Remember, Tomley was only in Grade 10 that year, and that in totality, seven of his eight total tournament games came on the winner’s side of the draw.

“And he didn’t even play his Grade 11 year,” reminds Bains, his AAU coach at Drive Basketball, whose 26.4 points-per-game scoring average at the tournament pales in comparison to Tomley’s second-best 36.9 ppg.

G.P. Vanier’s Calvin Westbrook averaged 44.5 ppg in 2006, when with the 20-team format it was possible to play just two games, which he did that season.

For players appearing in more than just one tournament, Tomley’s 36.9 ppg is best ever. Richmond’s Alan Tait (1979, ’80) is second at 31.5 ppg, and Terry Fox’s Bret Anderson is third at 30.5 ppg.

Tamanawis’ Miguel Tomley pictured taking one of the 57 shots he uncorked from the field in a win over Victoria’s Belmont Bulldogs. (Photo by Wilson Wong property of UBC athletics)

HIS HISTORY ASSURED

Tomley knows that his best is yet to come.

The one thing he doesn’t yet know is just where he will play his college basketball.

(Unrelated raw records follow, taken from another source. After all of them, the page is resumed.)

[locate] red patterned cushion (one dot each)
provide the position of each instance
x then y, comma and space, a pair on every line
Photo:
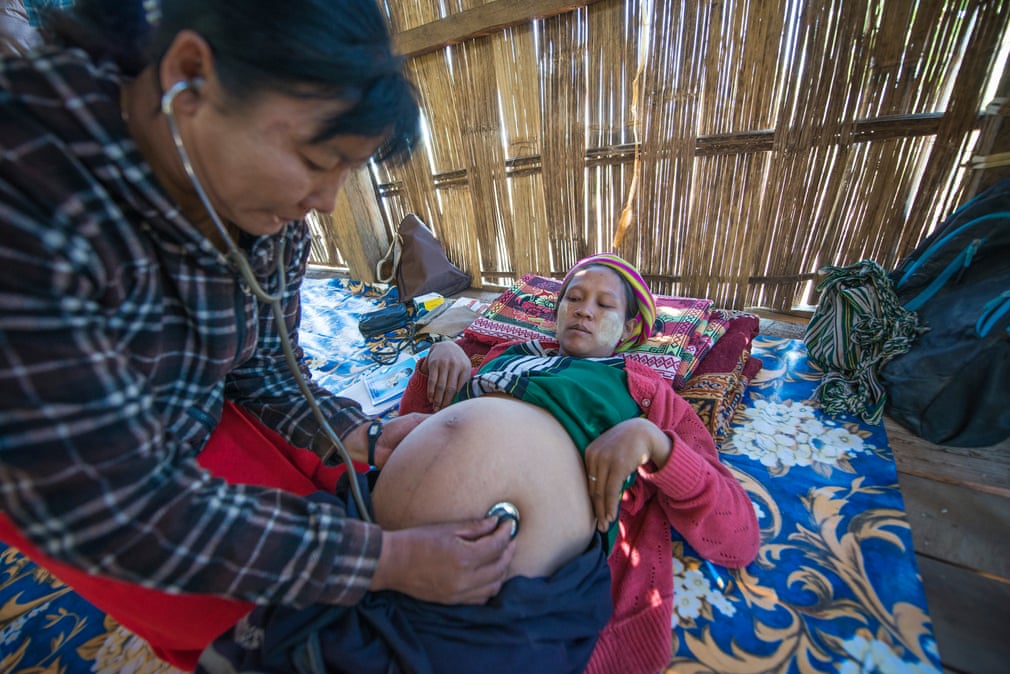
685, 330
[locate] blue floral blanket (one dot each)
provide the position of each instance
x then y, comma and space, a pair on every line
835, 587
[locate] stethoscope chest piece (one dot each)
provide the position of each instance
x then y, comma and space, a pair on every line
505, 510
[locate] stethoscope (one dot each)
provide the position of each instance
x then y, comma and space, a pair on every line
273, 299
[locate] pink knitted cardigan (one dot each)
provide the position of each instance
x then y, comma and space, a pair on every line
693, 492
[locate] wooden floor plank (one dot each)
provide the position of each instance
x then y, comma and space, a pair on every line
971, 614
984, 469
958, 524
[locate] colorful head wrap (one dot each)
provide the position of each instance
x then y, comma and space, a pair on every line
646, 303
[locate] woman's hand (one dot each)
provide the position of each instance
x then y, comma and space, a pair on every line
447, 368
615, 455
393, 432
461, 563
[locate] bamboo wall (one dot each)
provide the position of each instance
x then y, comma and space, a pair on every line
728, 149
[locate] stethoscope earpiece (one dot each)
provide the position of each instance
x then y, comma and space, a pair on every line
273, 299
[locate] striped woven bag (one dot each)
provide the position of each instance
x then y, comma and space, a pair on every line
857, 326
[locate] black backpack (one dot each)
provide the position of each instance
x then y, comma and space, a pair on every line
952, 386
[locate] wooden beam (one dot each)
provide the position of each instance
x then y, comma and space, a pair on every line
864, 130
478, 21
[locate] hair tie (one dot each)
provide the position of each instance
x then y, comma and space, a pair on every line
153, 11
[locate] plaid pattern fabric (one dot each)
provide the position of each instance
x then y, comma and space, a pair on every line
685, 330
122, 330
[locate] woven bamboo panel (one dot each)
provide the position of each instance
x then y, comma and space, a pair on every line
730, 150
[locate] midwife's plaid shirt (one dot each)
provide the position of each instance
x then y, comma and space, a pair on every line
122, 330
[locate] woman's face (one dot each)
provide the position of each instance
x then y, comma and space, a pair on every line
591, 314
258, 162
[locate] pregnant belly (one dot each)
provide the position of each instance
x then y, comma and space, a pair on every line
463, 460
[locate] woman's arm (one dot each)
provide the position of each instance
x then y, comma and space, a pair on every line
699, 495
264, 383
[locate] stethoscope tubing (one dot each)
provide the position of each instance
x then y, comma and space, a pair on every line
273, 299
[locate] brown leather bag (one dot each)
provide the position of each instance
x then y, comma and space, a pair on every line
417, 262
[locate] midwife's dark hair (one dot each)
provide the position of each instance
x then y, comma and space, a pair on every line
310, 49
630, 304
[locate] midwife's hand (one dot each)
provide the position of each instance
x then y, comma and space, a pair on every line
393, 431
461, 563
615, 455
447, 368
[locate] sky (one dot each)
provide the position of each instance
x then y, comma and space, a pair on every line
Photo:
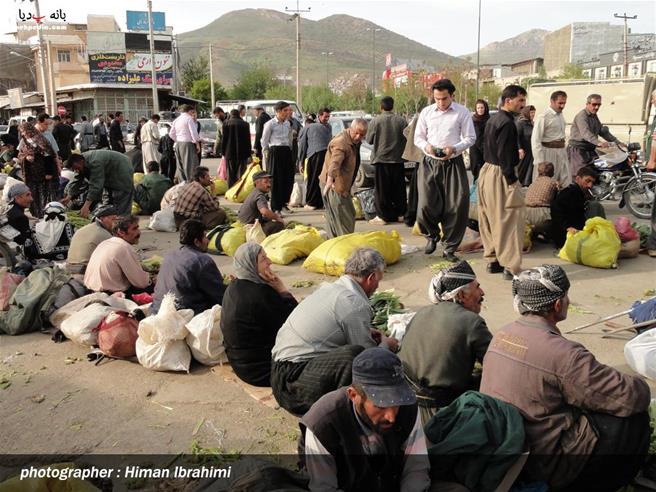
449, 26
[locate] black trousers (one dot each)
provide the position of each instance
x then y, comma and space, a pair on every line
313, 192
389, 185
297, 385
281, 167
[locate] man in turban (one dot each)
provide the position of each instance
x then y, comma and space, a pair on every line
444, 340
586, 423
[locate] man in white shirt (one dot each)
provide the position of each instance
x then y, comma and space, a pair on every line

After initially signing with Cal Baptist, a program set to enter NCAA Div. 1 next season, he had a change of heart and decided to re-classify, meaning he will play one season at a prep school before re-opening his recruiting process.

It’s no secret that Tomley is looking to play at a high Div. 1 program.

“I wanted to re-classify because I just thought it was the best thing for me,” said Tomley, who isn’t yet sure of his prep school destination as well. “Throughout the entire thing, people had very high expectations for me. And I don’t want to say that I belittled myself, but I just felt that I could do better. By re-classifying, hopefully I am able to get something bigger and better.”

The mark he leaves on B.C. high school basketball will be indelible.

Certainly given his accomplishments, and the fact that forward Eric Hinrichsen (Campbell River-Carihi, 1994), guard Jordie McTavish (1996, Salmon Arm) and Olynyk before him won tourney MVP honours as members of third-place teams, Tomley had the credentials to be similarly honoured last Saturday.

Jusuf Sehic of Burnaby South’s title-winning team, however, was a fully deserving winner. His team wouldn’t have won its first B.C. title since 1979 without him.

It’s personal opinion, just as it might be as to where Tomley ultimately sits in the grand pecking order of B.C. high school basketball.

As the debates continue, and as the tradition of the tournament continues to grow, however, the one thing that can’t be denied is that Miguel Tomley is simply of the greatest to ever play high school basketball in the province of B.C., and stuff like that, you don’t say lightly.